Again, people raised without the benefit of adults teaching them we are part of something bigger than ourselves (something we must respect and honor) grow up feeling alone and alienated from life. That profound aloneness prevents feeling they ever have enough. Suffering terribly and suffering since childhood, they deserve compassion rather than anger or outrage. That said, working people should no longer need to bear the
burden of serving insatiable greed.
Readers wanting to better understand the science behind my assertions can visit my website, bornforjoy.com.
Sara Stalman, MD
Freedom of religion
The United Methodist Church has a long history of concern for social justice — opposing the slave trade, smuggling and cruel treatment of prisoners. Our denomination does not pursue monetary contributions to political referendums in support of, or against, our denominations’ position on those issues.

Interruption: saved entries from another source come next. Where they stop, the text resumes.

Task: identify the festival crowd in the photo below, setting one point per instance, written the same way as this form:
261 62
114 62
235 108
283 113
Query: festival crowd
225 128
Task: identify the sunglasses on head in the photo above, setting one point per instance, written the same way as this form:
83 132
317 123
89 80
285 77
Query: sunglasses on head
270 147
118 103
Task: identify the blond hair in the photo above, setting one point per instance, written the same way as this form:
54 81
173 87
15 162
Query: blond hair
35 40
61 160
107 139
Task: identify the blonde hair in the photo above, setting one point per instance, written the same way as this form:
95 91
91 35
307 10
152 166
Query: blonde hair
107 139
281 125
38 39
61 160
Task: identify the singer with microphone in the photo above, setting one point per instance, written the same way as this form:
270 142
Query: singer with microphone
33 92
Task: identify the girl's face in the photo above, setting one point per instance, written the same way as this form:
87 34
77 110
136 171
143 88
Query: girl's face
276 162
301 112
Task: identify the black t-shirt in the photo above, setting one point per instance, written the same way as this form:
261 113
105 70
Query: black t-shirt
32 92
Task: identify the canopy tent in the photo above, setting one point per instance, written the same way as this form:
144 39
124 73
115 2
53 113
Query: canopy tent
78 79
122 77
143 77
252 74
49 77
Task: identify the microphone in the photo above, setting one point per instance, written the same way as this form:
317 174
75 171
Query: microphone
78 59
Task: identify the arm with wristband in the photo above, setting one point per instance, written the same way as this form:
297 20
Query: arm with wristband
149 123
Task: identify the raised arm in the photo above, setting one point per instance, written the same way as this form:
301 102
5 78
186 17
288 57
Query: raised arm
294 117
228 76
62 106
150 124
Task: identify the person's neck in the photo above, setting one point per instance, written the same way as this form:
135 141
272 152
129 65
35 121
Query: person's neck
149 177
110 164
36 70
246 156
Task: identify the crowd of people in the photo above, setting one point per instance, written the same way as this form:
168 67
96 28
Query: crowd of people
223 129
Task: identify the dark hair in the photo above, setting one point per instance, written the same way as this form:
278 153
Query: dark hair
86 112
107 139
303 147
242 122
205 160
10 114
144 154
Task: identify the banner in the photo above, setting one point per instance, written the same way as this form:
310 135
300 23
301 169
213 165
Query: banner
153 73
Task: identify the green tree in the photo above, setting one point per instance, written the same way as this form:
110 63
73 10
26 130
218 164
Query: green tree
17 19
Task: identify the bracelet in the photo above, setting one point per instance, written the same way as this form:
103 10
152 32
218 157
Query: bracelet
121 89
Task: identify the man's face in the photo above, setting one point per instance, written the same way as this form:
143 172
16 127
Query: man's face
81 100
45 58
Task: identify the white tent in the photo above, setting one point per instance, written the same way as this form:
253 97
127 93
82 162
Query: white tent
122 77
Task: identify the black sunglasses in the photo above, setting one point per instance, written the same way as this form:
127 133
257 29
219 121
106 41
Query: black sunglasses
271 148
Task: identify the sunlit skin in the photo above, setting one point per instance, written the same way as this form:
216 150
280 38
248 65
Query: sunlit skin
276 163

We cannot control what other churches do. We understand the separation of church and state. We choose not to jeopardize our nonprofit, tax-exempt status by coercing our membership to contribute to political issues.
Please do not lump all churches together when judging the actions of a few who abuse the privileges of churches in this democracy. No church would appreciate the government getting involved. Our prayer is that people study each political question in our local region, state and nation, discerning God’s will to the best of our ability.
Christianity has a variety of understandings as to how we are to live out our faith. Churches vary dramatically. Freedom of religion, as a First Amendment right, brings with it responsibility and limitations churches need to understand and work within if we are to maintain those freedoms.
In the U.S. the government cannot tell Christians, Jews, Muslims or any other persons of faith what to believe. Faith-based organizations can
lead their people in their faith teachings, and trust that they will work to apply their faith to their civic duties and responsibilities.
As we attempt to be faithful, may we be mindful and respectful of our privileged place in this nation while not taking advantage of that position.